Great Lakes Region: Humanitarian Snapshot (March - April 2018)

Infographic
from UN Office for the Coordination of Humanitarian Affairs
Published on 24 Apr 2018

Overview

Across the Great Lakes region, some 7.4 million people are uprooted. Uganda now hosts the fastest growing refugee crisis in the world. About 74,500 Congolese crossed into Uganda from 1 January to 16 April, in the wake of new violence in the Ituri and North Kivu regions of the DRC, with an average of more than 680 refugees arriving from the DRC each day in March. The DRC is itself host to more than half a million refugees from other countries in the region. Meanwhile, there are unverified reports of Congolese returning to the DRC from Angola, Burundi, Tanzania and Zambia. In early April, 2,600 Burundians who had arrived from the DRC to Rwanda in March decided to voluntarily return to Burundi. However, some 432,000 Burundian refugees remain in neighbouring countries.

Sexual violence is a major concern in the region, much of it unreported and unaddressed. Many refugees arriving from the DRC in neighbouring countries report having endured sexual and gender-based violence. A recent assessment found that 10 per cent of newly arrived children in Uganda said they were raped during their journey.

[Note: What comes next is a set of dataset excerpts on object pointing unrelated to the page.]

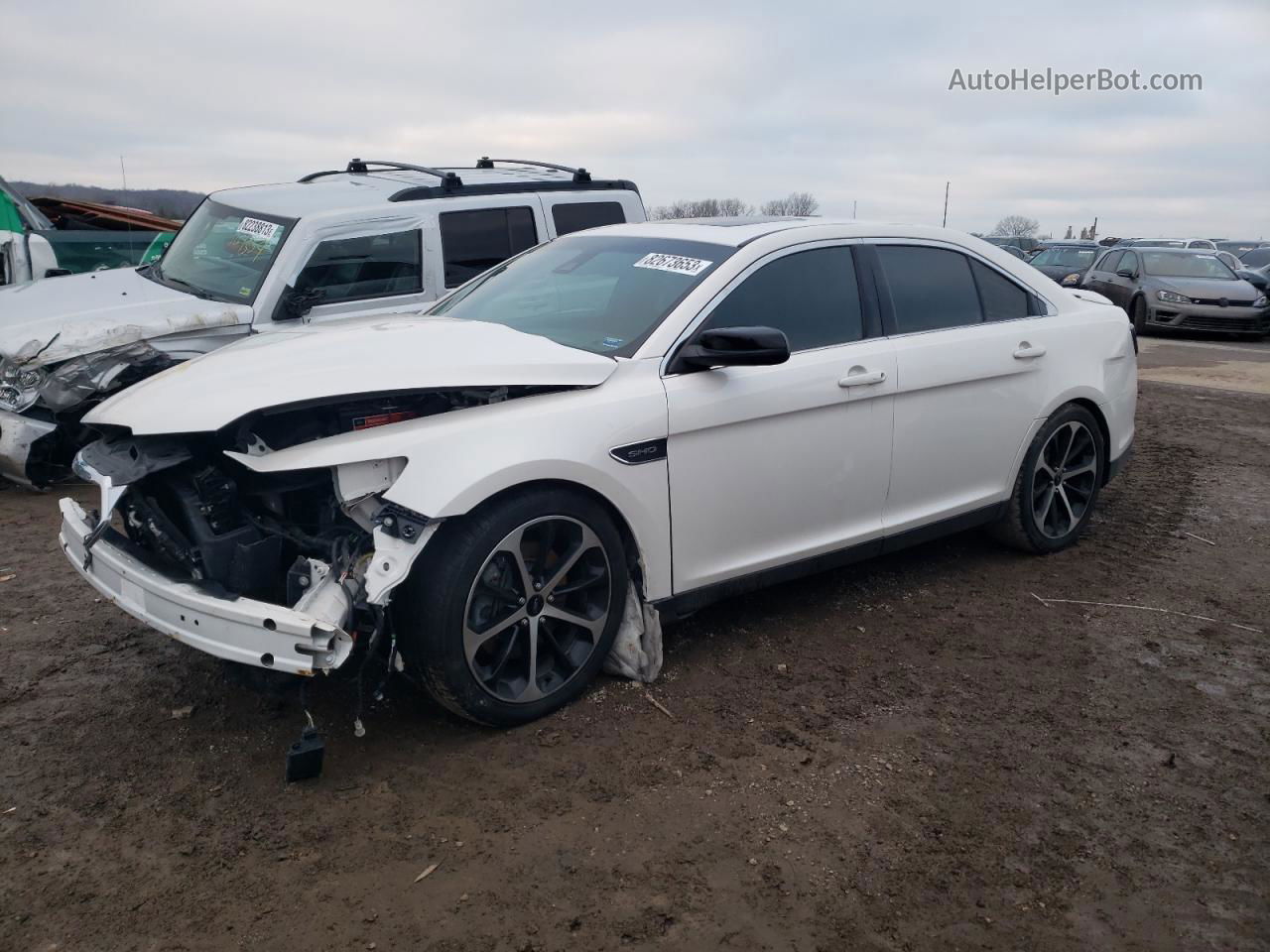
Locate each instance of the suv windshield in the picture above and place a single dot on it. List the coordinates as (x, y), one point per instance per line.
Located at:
(1074, 258)
(222, 253)
(1167, 266)
(603, 294)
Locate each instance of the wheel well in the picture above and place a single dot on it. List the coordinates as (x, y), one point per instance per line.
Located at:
(633, 551)
(1103, 430)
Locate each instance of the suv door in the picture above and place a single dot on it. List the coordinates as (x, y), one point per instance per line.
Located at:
(367, 273)
(476, 234)
(971, 379)
(770, 465)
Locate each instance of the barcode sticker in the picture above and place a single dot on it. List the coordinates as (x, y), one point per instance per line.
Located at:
(258, 229)
(674, 263)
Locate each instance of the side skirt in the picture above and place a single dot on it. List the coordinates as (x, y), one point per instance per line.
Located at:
(686, 603)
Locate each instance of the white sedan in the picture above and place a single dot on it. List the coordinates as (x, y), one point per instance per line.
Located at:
(666, 413)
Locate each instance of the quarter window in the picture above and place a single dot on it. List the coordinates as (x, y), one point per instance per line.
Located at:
(812, 296)
(373, 266)
(930, 289)
(576, 216)
(1109, 262)
(1002, 299)
(475, 241)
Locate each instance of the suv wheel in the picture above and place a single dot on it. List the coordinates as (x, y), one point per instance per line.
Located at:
(511, 611)
(1057, 484)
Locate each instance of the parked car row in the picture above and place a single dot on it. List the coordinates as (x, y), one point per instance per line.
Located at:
(595, 421)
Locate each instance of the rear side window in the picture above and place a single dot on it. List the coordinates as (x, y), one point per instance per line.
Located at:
(475, 241)
(576, 216)
(1109, 262)
(1002, 299)
(930, 287)
(812, 296)
(375, 266)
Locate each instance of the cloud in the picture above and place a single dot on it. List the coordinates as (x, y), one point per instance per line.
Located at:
(740, 99)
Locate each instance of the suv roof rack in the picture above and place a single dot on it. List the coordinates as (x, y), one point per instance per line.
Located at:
(578, 175)
(358, 167)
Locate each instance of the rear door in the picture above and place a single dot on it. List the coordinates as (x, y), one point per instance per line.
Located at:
(971, 376)
(771, 465)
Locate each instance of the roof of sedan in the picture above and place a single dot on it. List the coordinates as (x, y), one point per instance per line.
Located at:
(738, 231)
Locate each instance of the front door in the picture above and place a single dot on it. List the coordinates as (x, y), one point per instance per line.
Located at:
(770, 465)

Levels of hunger and malnutrition are at historically high levels in the DRC, with more than 4.6 million children acutely malnourished, 2.2 million of whom severely acutely malnourished. However, in a positive development, maize prices in Burundi, Rwanda and Uganda in March were well below their levels at the same time in 2017. Heavy rains and floods in Burundi, Tanzania and Rwanda have left at least 60 people dead, others injured and many houses destroyed or damaged in March and April.

The region continues to battle simultaneous outbreaks of communicable diseases, mainly cholera. In the DRC, nearly 8,000 cholera cases have been reported in 2018 but the weekly incidence is declining. More than 2,000 cholera cases have been reported in Uganda since February, mainly among new arrivals from the DRC. Some 36 per cent of the cholera cases reported in Uganda are children under age 5. Tanzania is tackling cholera outbreaks in five locations and an outbreak of dengue fever is ongoing in Dar es Salaam, with 13 cases reported so far.